Les lettres  sont rassemblées dans ce merveilleux petit ouvrage. Elle permettent de découvrir un Alain-Fournier passionné, fiévreux, délicat et exigeant. Ce petit ouvrage est un beau complément à la magnifique biographie d'Ariane Charton. 



Rue du vieux Bourge

Un jeune écrivain assoiffé d’absolu qui rêvait de faire partager son rêve à Jeanne/Valentine et que la Grande Guerre devait faucher en septembre 1914, à l’aube de sa carrière.
Rue du vieux Bourge



La couverture des "Lettres à Jeanne" est du peintre André Lhote ami de Fournier : " Je remercie André d'avoir tant admiré la pauvre petite Jeanne  et d'avoir fait trois petits tableaux où elle est assise, au bord de la vallée, et penche la tête avec inquiétude." 


mercredi 10 août 2016

LE GRAND MEAULNES : le film de J G ABILCOCCO

Ce film est très fidèlement adapté du roman d'Alain-Fournier Le Grand Meaulnes.


Alain Libolt : François Seurel
Jean Blaise (pseudonyme de Miroslav Brozek) : Augustin Meaulnes
Brigitte Fossey : Yvonne de Galais
Alain Noury : Frantz de Galais
Juliette Villard : Valentine Blondeau
Marcel Cuvelier : M. Seurel
Christian de Tillière : Ganache
Thérèse Quentin : Millie Seurel

 Le château de la Chapelle d'Angillon
Une nuit, lors d'une fête étrange dans un domaine perdu dans les bois de Sologne, Augustin Meaulnes est ébloui par la beauté d'Yvonne de Galais dont il tombe éperdument amoureux. Mais elle parait avoir disparu avec son château et ceux qui l'entouraient : il ne lui reste plus qu'un souvenir émerveillé d'un rêve fantastique. Le temps passe. Quand Meaulnes croit Yvonne de Galais mariée, son univers s'écroule, c'est la fin de son adolescence. Il tente d'oublier, avec l'aide de son ami François Seurel et la rencontre de Valentine...
L'univers est poétique, la féerie est au rendez vous.
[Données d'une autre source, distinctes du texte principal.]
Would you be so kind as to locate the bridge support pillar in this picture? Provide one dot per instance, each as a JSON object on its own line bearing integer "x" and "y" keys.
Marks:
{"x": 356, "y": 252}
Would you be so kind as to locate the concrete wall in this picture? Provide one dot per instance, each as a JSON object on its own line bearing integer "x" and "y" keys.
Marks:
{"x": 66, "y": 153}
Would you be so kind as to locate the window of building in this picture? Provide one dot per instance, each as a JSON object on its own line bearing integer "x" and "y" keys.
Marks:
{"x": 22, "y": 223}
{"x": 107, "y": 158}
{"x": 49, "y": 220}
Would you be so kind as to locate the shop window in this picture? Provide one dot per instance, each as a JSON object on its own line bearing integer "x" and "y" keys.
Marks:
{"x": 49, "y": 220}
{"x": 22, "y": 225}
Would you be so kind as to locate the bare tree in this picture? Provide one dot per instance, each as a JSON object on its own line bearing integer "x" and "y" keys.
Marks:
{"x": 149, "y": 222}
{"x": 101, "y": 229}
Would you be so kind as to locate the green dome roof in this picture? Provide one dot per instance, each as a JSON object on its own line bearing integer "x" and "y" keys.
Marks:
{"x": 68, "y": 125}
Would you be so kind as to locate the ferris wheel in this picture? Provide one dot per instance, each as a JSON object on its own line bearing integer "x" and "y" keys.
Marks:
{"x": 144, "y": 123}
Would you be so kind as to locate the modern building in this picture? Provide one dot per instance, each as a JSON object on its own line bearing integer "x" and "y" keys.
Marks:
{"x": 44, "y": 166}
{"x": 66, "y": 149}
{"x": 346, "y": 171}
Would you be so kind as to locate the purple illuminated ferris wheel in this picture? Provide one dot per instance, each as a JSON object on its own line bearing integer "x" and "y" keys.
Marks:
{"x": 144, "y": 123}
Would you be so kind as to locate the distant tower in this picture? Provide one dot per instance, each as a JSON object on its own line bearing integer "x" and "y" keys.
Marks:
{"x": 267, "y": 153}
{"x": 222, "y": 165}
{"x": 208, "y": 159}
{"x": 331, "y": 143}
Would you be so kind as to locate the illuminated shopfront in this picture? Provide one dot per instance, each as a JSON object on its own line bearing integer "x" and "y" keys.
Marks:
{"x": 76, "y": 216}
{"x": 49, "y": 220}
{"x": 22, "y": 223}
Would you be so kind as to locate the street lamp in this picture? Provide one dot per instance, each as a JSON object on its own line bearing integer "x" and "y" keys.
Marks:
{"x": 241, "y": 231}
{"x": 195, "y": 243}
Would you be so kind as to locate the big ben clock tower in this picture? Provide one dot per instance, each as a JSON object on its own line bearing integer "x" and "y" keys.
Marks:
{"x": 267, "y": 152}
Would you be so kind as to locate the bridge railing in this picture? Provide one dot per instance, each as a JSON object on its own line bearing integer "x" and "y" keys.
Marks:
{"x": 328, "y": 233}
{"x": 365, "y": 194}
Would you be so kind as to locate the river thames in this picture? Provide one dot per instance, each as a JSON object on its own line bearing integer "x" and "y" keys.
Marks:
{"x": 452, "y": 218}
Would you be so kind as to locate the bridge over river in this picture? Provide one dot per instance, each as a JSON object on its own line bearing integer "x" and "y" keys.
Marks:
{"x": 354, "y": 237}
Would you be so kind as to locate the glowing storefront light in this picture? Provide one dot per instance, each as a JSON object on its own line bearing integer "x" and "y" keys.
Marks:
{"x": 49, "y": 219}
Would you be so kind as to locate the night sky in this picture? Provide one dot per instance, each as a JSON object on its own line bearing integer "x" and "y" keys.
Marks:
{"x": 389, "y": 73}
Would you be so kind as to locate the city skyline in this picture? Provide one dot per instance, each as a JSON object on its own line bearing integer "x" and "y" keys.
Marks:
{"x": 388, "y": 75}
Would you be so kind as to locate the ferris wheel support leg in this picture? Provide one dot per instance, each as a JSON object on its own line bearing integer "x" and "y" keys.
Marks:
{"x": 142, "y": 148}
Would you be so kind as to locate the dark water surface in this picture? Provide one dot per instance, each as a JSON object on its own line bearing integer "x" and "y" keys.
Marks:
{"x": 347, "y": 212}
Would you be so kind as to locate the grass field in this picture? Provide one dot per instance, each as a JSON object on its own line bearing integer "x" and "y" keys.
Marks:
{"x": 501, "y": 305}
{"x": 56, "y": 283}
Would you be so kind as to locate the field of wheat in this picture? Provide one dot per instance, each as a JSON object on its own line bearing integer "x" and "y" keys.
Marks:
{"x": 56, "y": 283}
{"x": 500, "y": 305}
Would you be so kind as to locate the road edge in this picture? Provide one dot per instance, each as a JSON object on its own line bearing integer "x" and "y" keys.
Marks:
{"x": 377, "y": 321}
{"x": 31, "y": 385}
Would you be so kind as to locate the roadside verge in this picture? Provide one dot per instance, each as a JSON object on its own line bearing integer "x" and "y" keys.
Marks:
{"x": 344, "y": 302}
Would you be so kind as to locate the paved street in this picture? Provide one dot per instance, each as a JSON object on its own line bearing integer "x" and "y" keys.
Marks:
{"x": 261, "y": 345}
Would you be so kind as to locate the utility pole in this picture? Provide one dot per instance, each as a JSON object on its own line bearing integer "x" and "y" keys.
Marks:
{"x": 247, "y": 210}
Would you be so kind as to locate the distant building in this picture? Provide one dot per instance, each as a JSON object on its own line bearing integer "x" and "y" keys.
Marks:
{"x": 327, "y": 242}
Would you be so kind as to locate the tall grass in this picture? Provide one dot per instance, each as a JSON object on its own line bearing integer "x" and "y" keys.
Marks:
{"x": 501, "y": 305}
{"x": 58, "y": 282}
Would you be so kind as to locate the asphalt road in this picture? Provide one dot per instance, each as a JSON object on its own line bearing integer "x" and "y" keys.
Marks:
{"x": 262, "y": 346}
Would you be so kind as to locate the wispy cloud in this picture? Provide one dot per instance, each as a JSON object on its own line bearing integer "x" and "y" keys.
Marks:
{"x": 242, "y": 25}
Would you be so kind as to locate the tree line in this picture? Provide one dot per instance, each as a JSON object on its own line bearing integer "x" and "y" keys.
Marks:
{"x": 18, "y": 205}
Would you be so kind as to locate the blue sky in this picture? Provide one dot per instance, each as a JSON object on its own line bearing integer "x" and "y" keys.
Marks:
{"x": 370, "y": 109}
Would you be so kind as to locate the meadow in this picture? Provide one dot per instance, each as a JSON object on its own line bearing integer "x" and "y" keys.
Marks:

Une très belle adaptation d'un de mes romans préférés tout en poésie (l'emploi d'un flou multicolore pendant la fête nocturne). La première partie est plein de féerie et de légèreté et la deuxième partie plus sombre et torturée. 
Pendant mes vacances d'été, j'ai visité le château de la Chapelle d'Angillon et j'ai fait un tour à Nancay.